Paul Onditi (Kenyan, born 1980)
Red Light ll, 2019
Signed ‘Wudg 19’ (lower right)
Mixed media on digital polyester inkjet plate
139.5 x 106.5 cm
Ksh 770,000 – 1,320,000
(US$) 7,000 – 12,000
Provenance: Direct from the artist
Sold Ksh 739,620
Paul Onditi moved to Germany in 2000, where he studied art at the Hochschule für Gestaltung in Offenbach am Main. In 2010 he returned to Nairobi, where he is currently living and practicing.
Part of a generation of young African artists working on the continent whose engagement with contemporary practice is rapidly gaining international attention, Onditi’s paintings explore richly layered images and contemporary global issues through the use of highly experimental, labour intensive techniques. Filmstrips, prints, transferred images, pared down layers of pigment, caustic acid and thin layers of oil paint are patched together in meticulous ways to visualise an imaginative world that carefully unpicks at current divisions and tensions based on the same ideological, political and religious differences that have plagued our collective existence since time immemorial.
Onditi’s works, mainly executed on digital polyester inkjet plate, blur an ever-present isolated and enigmatic figure into disparate, exploratory backgrounds that blend graphic, abstract elements with imagery drawn from nature. Constantly evolving in his practice, the backgrounds have abandoned the intricate, brightly coloured mapping of a rapidly urbanising city, with its lookalike contemporary buildings, loss of green space and increasingly polluted air that characterized previous work. Finely etched, seemingly chaotic patches of colour are meticulously constructed and counterpointed with darker areas, signifying the fragmentation, noise and confusion of contemporary life.

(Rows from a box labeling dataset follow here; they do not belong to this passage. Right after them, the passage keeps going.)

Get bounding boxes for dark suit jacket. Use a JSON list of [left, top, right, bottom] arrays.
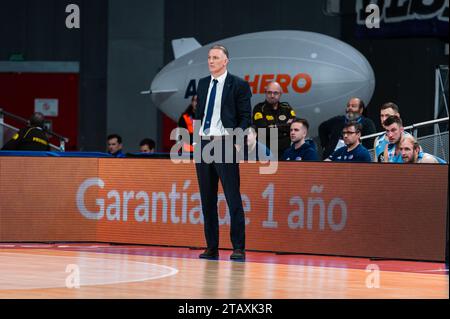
[[195, 73, 252, 130]]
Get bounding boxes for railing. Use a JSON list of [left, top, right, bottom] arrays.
[[0, 108, 69, 152]]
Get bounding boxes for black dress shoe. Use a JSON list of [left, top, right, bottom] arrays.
[[198, 248, 219, 259], [230, 249, 245, 260]]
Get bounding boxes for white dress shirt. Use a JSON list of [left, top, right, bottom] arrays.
[[200, 71, 229, 136]]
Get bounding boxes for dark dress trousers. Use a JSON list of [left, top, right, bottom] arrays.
[[195, 73, 252, 250]]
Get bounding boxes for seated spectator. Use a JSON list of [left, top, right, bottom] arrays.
[[253, 81, 296, 159], [107, 134, 125, 157], [239, 126, 273, 161], [399, 135, 447, 164], [2, 112, 50, 151], [139, 138, 156, 154], [325, 122, 371, 162], [319, 97, 376, 159], [373, 102, 400, 162], [383, 115, 409, 163], [282, 119, 319, 161]]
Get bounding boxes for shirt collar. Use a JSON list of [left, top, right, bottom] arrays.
[[211, 71, 228, 83]]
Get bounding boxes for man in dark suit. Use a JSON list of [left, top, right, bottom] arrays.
[[195, 45, 252, 260]]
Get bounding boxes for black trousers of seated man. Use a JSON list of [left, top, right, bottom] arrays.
[[195, 138, 245, 250]]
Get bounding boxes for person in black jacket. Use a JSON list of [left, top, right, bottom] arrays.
[[2, 112, 50, 151], [194, 45, 252, 260], [319, 97, 376, 159]]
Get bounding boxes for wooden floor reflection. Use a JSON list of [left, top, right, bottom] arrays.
[[0, 248, 449, 299]]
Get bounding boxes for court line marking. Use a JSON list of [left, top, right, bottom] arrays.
[[0, 252, 179, 290]]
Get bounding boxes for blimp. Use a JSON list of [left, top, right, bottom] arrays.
[[142, 30, 375, 137]]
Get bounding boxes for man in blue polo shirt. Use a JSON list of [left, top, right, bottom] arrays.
[[325, 122, 371, 162], [282, 119, 319, 161]]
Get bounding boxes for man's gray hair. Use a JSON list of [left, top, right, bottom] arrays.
[[209, 44, 229, 59]]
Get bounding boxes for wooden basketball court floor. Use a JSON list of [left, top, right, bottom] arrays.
[[0, 243, 449, 299]]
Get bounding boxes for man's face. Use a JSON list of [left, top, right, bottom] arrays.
[[380, 108, 400, 127], [208, 49, 228, 76], [247, 129, 256, 146], [385, 123, 403, 144], [290, 122, 306, 143], [400, 140, 419, 163], [345, 98, 363, 116], [266, 83, 282, 105], [108, 137, 122, 154], [342, 126, 361, 146], [139, 144, 154, 153]]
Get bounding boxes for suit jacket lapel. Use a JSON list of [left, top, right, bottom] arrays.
[[197, 76, 211, 119], [221, 73, 233, 109]]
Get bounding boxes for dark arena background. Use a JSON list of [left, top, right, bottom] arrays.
[[0, 0, 449, 317]]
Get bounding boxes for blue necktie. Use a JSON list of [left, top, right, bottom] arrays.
[[203, 79, 218, 134]]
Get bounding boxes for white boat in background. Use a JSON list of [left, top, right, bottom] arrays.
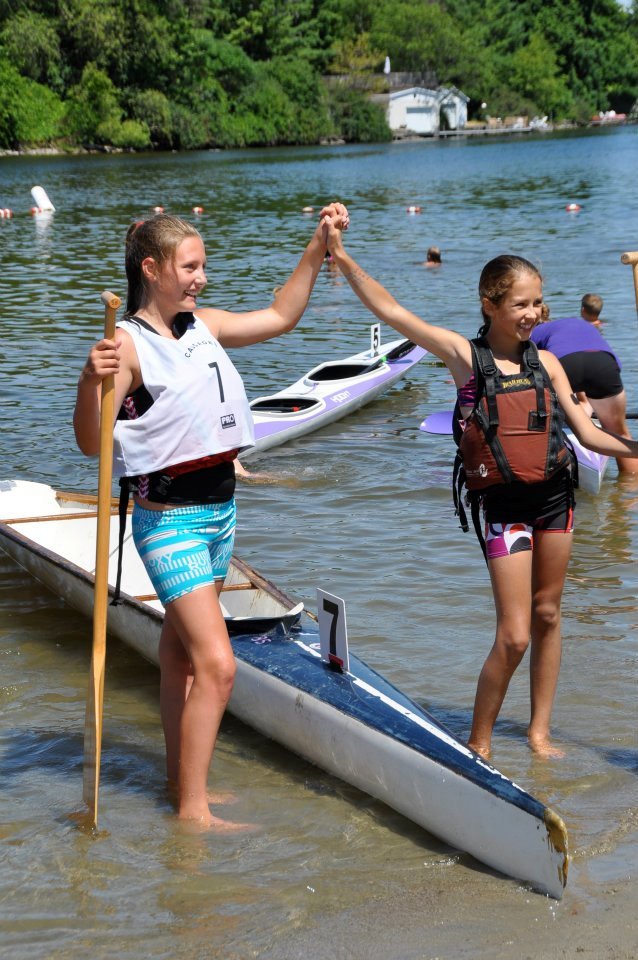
[[0, 480, 568, 898], [240, 328, 427, 462], [419, 410, 609, 495]]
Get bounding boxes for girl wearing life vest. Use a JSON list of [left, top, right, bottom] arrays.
[[74, 203, 348, 830], [328, 223, 638, 757]]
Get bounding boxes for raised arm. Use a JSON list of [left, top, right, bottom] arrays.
[[197, 203, 349, 347], [539, 350, 638, 457], [73, 331, 141, 457], [327, 220, 472, 386]]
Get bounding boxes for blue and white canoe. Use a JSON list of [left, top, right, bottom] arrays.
[[419, 410, 609, 494], [0, 480, 568, 899], [240, 327, 427, 462]]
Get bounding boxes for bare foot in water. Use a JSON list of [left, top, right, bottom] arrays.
[[528, 737, 565, 760], [206, 790, 237, 806], [177, 811, 259, 833]]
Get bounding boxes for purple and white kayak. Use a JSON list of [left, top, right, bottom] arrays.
[[419, 410, 609, 494], [0, 480, 568, 899], [240, 328, 427, 462]]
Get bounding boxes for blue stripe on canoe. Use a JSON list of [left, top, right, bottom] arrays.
[[232, 624, 545, 821]]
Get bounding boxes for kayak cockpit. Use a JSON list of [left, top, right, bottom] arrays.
[[304, 357, 383, 383], [250, 394, 324, 414]]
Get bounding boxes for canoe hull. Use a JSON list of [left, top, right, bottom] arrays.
[[0, 483, 568, 898]]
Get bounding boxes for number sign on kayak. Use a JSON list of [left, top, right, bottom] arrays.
[[370, 323, 381, 357], [317, 590, 349, 673]]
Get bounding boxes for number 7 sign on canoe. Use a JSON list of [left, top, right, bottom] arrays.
[[317, 590, 350, 673]]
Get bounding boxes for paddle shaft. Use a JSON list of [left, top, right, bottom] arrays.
[[620, 251, 638, 310], [82, 292, 122, 827]]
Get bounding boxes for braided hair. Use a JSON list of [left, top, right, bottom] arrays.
[[124, 213, 200, 317], [478, 254, 543, 337]]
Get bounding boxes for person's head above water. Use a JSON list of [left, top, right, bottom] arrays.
[[580, 293, 603, 323], [479, 254, 543, 336], [124, 213, 201, 316]]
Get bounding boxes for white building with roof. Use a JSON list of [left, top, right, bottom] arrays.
[[386, 87, 470, 137]]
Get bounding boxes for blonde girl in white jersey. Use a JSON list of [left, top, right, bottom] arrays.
[[73, 203, 348, 830]]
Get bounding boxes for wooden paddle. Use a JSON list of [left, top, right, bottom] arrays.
[[82, 291, 122, 827], [620, 252, 638, 310]]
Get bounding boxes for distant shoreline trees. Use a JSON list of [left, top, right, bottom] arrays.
[[0, 0, 638, 150]]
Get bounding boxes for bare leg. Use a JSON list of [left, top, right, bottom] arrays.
[[161, 585, 250, 829], [528, 530, 572, 757], [159, 615, 193, 790], [589, 390, 638, 473], [469, 550, 532, 757]]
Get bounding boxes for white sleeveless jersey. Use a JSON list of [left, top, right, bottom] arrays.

The isolated, anonymous figure that anchors the compositions floats in these works over abstract backgrounds that include patches of fierce hues – orange, cobalt, viridian among them, highlighting global issues connecting us all: pollution, climate change, natural unrest and loss of resources.
Onditi has participated in many group shows in Kenya and Europe and has had several solo shows in Kenya and Germany. His work has been included in Bonham’s Africa Now auction in London in 2013 and 2014, as well as featuring in the first auction devoted to Contemporary East African art that took place in Nairobi in November 2013. He has also taken part in Ernst and Young Action in the Museum für Angewandte Kunst in Frankfurt, Germany. He took part in the Dakar Biennale in 2018.